-
18 maja 2011 01:00:10 CEST
Witam.
Mam pytanie czy te cceny za metr dotyczą powierzchni użytkowej, powierzchni całkowitej, czy powierzchi zabudowy?
-
18 maja 2011 02:20:58 CEST
Witam.
Mam pytanie czy te cceny za metr dotyczą powierzchni użytkowej, powierzchni całkowitej, czy powierzchi zabudowy?
Które ceny?
Zwykle w cennikach jest zaznaczone, czy cena jest za metr powierzchni całkowitej, użytkowej, netto, czy zabudowy.
Tak nprawdę jedyna prawdziwą powierzchnią jest powierzchnia netto (czyli podłogi), bo jest namacalna.
Jeśli mówimy o powierzchni zabudowy - to na 100m2 możemy postawic sam parter albo 3 piętra. I wiadomo, że w budynku trzypiętrowym cena 1m2 powierzchni zabudowy będzie inna niż w budynku parterowym, bo trzeba pozostałe dwa piętra zbudować.
Jeśli mówimy o powierzchni użytkowej, to ona nie obejmuje np. garażu. Więc 1m2 powierzchni domu bez garażu będzie kosztował mniej niż tego z garażem, bo wybudowanie garażu też kosztuje.
Powierzchnia netto to powierzchnia wszystkich podłóg czyli tego, co widzimy i z czego korzystamy.
-
-
8 czerwca 2011 12:48:38 CEST
dalej stwierdzam iz to nie jest technologia dla nas, fakt budynki stoją, i stać będą, tornad u nas nie ma wiec nic im z powietrza nie zagraza, gorzej jezeli ustuowane sa w miejscach narazonych na powodzie, a na marginesie konstrukcja w naszym klimacie musi byc odpowiednio zabezpieczona przed wilgocia. Co do latwosci przebudowy, nie wymyslajmy, bo czesto zmiana w projekcie wiaze sie z przebudowa wiekszej czesci budynku, podobnie jest w budynkach murowanych, tam ograniczamy sie tylko do scian nosnych. Ogrzewanie! wszystko zalezy od rodzaju sciany i zastosowanego ogrzewania odpowiedniego fundamentu i dachu wiec z palca wyssac nie mozemy sredniego zuzycia ogrzewania i wyliczenia kosztow z tym zwiazanych!
-
9 czerwca 2011 22:05:23 CEST
Kuba2010, Na powodzie to zaden dom nie jest odporny. Murowany chyba nawet mniej, bo wiecej roboty z remontem - skuwanie tynkow, dluzsze suszenie, trudniejsze odgrzybanie itd.

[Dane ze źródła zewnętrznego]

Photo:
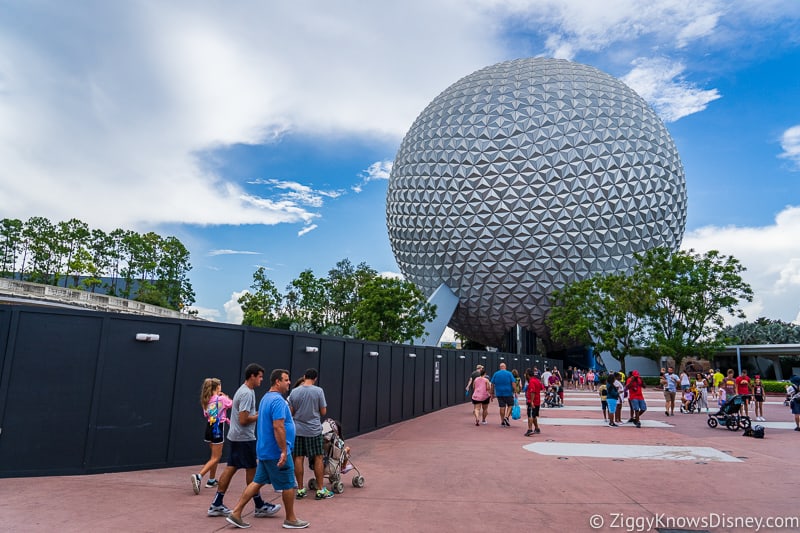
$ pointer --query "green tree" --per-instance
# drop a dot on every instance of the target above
(262, 305)
(72, 236)
(309, 298)
(343, 287)
(101, 249)
(689, 294)
(116, 255)
(42, 250)
(606, 310)
(392, 310)
(10, 246)
(172, 273)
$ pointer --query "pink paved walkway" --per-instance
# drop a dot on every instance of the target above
(440, 472)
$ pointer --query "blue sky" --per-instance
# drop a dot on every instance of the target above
(262, 133)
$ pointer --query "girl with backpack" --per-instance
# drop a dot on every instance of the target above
(215, 406)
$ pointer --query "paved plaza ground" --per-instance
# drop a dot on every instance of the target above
(440, 472)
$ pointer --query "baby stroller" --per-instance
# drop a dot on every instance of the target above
(551, 398)
(691, 406)
(729, 416)
(335, 458)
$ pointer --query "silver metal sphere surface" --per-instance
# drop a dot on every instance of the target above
(524, 176)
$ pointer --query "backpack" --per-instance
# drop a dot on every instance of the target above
(213, 421)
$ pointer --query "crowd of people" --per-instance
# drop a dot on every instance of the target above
(271, 441)
(614, 390)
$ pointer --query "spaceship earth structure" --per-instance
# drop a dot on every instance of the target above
(524, 176)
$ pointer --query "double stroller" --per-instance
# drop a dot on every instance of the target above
(336, 459)
(551, 397)
(729, 415)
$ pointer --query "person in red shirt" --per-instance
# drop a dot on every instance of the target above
(534, 400)
(634, 385)
(743, 389)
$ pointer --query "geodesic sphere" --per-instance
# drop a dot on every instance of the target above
(524, 176)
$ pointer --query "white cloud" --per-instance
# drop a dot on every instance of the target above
(790, 142)
(305, 230)
(233, 311)
(771, 255)
(588, 25)
(660, 82)
(379, 170)
(298, 193)
(206, 313)
(231, 252)
(105, 122)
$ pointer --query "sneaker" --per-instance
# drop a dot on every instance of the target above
(267, 510)
(218, 510)
(196, 479)
(295, 524)
(323, 494)
(238, 522)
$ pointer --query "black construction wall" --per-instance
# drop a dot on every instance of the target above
(78, 393)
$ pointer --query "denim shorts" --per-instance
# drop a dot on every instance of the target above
(505, 401)
(268, 473)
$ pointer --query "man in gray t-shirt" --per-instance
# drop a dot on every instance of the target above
(242, 439)
(308, 406)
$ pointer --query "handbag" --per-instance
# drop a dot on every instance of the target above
(515, 411)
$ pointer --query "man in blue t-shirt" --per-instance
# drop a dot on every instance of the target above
(503, 383)
(275, 435)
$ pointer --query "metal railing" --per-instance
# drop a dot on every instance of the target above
(85, 299)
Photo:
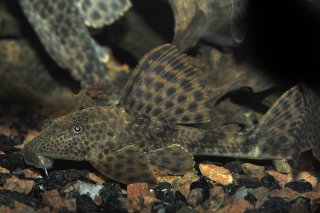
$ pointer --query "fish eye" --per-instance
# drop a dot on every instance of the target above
(77, 129)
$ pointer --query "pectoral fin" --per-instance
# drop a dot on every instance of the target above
(127, 165)
(172, 160)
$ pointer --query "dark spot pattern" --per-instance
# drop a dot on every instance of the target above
(169, 86)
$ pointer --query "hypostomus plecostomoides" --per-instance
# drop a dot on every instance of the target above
(62, 28)
(146, 130)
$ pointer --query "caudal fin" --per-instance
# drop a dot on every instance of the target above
(278, 132)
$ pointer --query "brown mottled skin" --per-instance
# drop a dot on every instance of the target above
(124, 142)
(62, 28)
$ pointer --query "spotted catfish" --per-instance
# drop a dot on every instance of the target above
(146, 130)
(61, 27)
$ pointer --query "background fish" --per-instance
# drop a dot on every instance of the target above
(61, 27)
(146, 130)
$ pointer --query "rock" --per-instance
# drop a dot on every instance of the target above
(216, 198)
(286, 193)
(81, 188)
(12, 161)
(252, 169)
(43, 210)
(240, 194)
(275, 204)
(20, 207)
(249, 183)
(261, 195)
(309, 176)
(239, 207)
(32, 173)
(57, 179)
(185, 209)
(19, 185)
(230, 189)
(234, 167)
(300, 186)
(183, 184)
(270, 182)
(301, 204)
(282, 166)
(164, 192)
(4, 170)
(85, 204)
(281, 178)
(112, 198)
(196, 197)
(97, 178)
(53, 199)
(6, 132)
(216, 173)
(140, 196)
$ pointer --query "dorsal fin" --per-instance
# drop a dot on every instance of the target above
(165, 85)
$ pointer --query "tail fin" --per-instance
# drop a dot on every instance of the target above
(277, 134)
(310, 131)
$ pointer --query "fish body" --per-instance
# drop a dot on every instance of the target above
(146, 130)
(62, 28)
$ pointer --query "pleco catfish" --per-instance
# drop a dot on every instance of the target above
(62, 28)
(146, 131)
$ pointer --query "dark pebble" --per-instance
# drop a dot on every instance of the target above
(300, 186)
(230, 189)
(85, 204)
(59, 178)
(112, 198)
(249, 183)
(30, 121)
(7, 198)
(7, 143)
(234, 167)
(18, 172)
(270, 182)
(203, 184)
(276, 205)
(12, 161)
(179, 200)
(20, 127)
(196, 197)
(162, 207)
(251, 198)
(179, 197)
(38, 189)
(164, 192)
(4, 175)
(303, 201)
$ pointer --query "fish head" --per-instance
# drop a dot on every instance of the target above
(71, 137)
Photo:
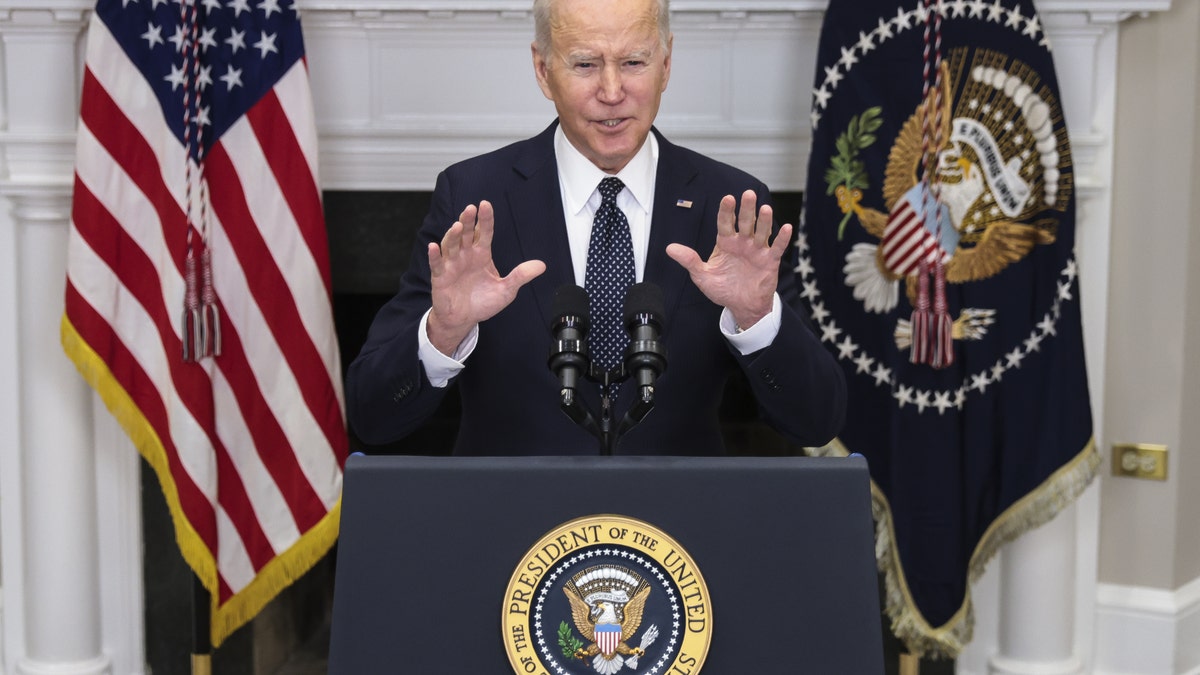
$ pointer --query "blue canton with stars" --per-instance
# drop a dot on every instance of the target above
(244, 47)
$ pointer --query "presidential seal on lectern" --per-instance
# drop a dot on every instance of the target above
(606, 593)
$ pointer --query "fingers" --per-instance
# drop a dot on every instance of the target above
(685, 256)
(747, 213)
(526, 272)
(726, 216)
(783, 240)
(733, 220)
(762, 231)
(486, 225)
(475, 226)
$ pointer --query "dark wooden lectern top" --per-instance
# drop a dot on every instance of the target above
(429, 545)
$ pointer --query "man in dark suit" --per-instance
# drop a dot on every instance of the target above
(528, 209)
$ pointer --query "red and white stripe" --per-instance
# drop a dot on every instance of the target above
(249, 446)
(907, 242)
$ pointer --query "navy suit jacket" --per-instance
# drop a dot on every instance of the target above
(510, 398)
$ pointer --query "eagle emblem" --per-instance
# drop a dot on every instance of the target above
(606, 607)
(1000, 174)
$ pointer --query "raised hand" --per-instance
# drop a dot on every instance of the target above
(743, 270)
(466, 287)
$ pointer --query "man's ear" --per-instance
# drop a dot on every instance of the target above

Nasz klimat jest taki sam jak w Kanadzie - ten sam rownoleznik przeciez. A w Kanadzie same takie domy buduja.
Przed wilgocia KAZDY dom musi bc zabezpieczony. W wilgotnym murowanym tez zrobi sie grzyb, tylko innej masci. Kazdy budynek musi miec dobre izolacje przeciwwilgociowe.
Przebudowa - o wyzszosci domow szkieletowych przede wszystkim swiadczy czas niezbedny na taka przebudowe, a to ma wielkie znaczenie, kiedy mieszka sie na placu budowy (rzadko kogo stac na wynajecie hotelu na czas remontu). A i sam remont lzejszy - nie wynosi sie setek wiaderek ciezkiego gruzu. W szkielecie takze tylko sciany nosne sa trudno przesuwalne, a wszystkie inne wycina sie badz dostawia w jeden weekend. I nie trzeba czekac na schniecie, i wilgoci "technologicznej" nie ma.
Co do ogrzewania: teoretycznie masz racje, ale jesli porownasz dwa identyczne domy zbudowane za takie same pieniadze, to ogrzewanie szkieletu zawsze bedzie kosztowalo mniej.
-
10 czerwca 2011 17:59:26 CEST
Co do ogrzewania: teoretycznie masz racje, ale jesli porownasz dwa identyczne domy zbudowane za takie same pieniadze, to ogrzewanie szkieletu zawsze bedzie kosztowalo mniej.
Proszę to wykazać.
-
10 czerwca 2011 21:30:04 CEST
Mam pokazać rachunki z tych domów? ;)
Panie Jurku, moglibyśmy tak długo.. Nie mam zamiaru przekonywać wszystkich na świecie, bo i tak nie przekonam zatwardziałych przeciwników kanadyjczyków.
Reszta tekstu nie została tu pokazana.